ECE alumnus delivers virtual talk for students
As Purdue faculty, staff, and students adjust to remote working, teaching, and learning, ECE alumnus Christopher Svec led a virtual talk to give tips and advice based on his experience. More than 100 students participated in the virtual talk, which took place via Zoom.
Svec (BSEE ’99, MSECE ’02) is currently a software engineering manager at iRobot and leads the embedded software team for the Roomba vacuuming and mopping robots. He has been with iRobot for six years, and has worked remotely for the last five.
Svec says for those who have never done it before, it will take time and practice to adjust to working and taking classes from home.
“These are unprecedented times. It’s ok to be scared or anxious about your health, your schooling, your family,” says Svec. “And it’s good to express those feelings to friends and family.”
Svec suggests setting up a daily routine and developing a habit of following that routine, whether you feel like it or not. He reminds students that this is likely the first time many of their professors have had to teach in this manner.
“Have patience with yourself and those around you,” says Svec. “You’re going to get frustrated and stressed. It’s ok. If you can make a routine it will get easier over time.”
He suggests students give professors constructive feedback about how remote learning is going.

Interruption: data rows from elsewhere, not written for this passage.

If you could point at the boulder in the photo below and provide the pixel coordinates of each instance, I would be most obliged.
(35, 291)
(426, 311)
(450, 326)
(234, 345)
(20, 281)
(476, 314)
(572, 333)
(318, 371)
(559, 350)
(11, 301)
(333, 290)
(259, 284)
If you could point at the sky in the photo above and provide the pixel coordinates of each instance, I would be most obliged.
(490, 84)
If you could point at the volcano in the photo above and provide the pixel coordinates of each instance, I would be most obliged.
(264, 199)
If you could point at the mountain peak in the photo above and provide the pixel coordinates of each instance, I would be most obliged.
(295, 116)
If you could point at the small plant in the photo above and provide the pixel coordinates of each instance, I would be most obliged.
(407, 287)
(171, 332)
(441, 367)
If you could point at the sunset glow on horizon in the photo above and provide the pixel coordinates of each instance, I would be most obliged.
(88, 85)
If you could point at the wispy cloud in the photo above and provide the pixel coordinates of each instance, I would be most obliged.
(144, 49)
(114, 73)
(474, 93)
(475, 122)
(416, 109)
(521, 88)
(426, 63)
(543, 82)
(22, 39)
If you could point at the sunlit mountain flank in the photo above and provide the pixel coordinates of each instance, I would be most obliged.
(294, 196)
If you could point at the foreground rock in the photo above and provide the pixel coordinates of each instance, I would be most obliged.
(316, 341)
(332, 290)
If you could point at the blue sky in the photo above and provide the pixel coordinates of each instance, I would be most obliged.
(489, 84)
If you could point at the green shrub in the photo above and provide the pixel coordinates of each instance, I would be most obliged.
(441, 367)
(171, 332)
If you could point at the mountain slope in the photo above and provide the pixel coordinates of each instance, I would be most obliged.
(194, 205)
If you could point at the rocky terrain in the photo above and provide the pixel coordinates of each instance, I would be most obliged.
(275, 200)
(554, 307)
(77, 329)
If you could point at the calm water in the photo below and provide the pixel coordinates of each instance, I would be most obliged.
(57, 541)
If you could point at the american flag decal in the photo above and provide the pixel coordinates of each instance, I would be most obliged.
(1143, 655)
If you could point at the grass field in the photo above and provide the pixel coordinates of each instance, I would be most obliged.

Svec also offered these tips for successfully working and learning from home:
- Accountability: Telling people what your schedule is will help you stick to it. Maybe sync up with a friend or two virtually and do some work together. If you know someone is waiting for you, you’re much more likely to show up.
- Repeatability: Mark days down on a calendar for every day you keep to your routine. This will be visual motivation to keep to this routine on days when you don’t want to.
- Control: Focus on what you can control — when you work, where you work, how you work, and your attitude about your situation.
Svec says students can look at the rest of this semester as an opportunity to get better at learning and working remotely.
“Employers want people who they can give a problem to and that person can go off on their own and figure it out,” says Svec. “You have the opportunity now to challenge yourself and learn how to accomplish tasks on your own.”
He says students who take advantage of this opportunity will come out of this with more marketable skills.
“Your career is going to be about 40 years long,” says Svec. “Guaranteed in that time there will be 40 new technologies that come out. The more you get used to learning how to learn now, especially on your own, the better it’s going to serve you for the rest of your career, whether you end up working remotely or not.”
Svec says if your summer internship falls through because of coronavirus restrictions or related reasons, there are still things you can do to build your resume.
“I would recommend picking a small project that requires you to learn something,” he says. “Whether it’s an electronic gadget or building a website or learn some technology, do something where you can set a goal and achieve that goal while learning something new along the way.”
Svec says this would show a potential employer initiative, discipline, and the ability to get a project done.
Svec has more than fifteen years of software and hardware design expertise and leadership. He has worked in a wide variety of embedded systems including mass-produced consumer products and large-scale mesh networking chips. He started his career designing x86 chips and later moved up the hardware/software stack into embedded software.
Svec is passionate about improving technology as well as sociology and psychology. He believes that building something well depends on how people work together to build it. Svec thinks that empathy is a key differentiator in successful engineering projects.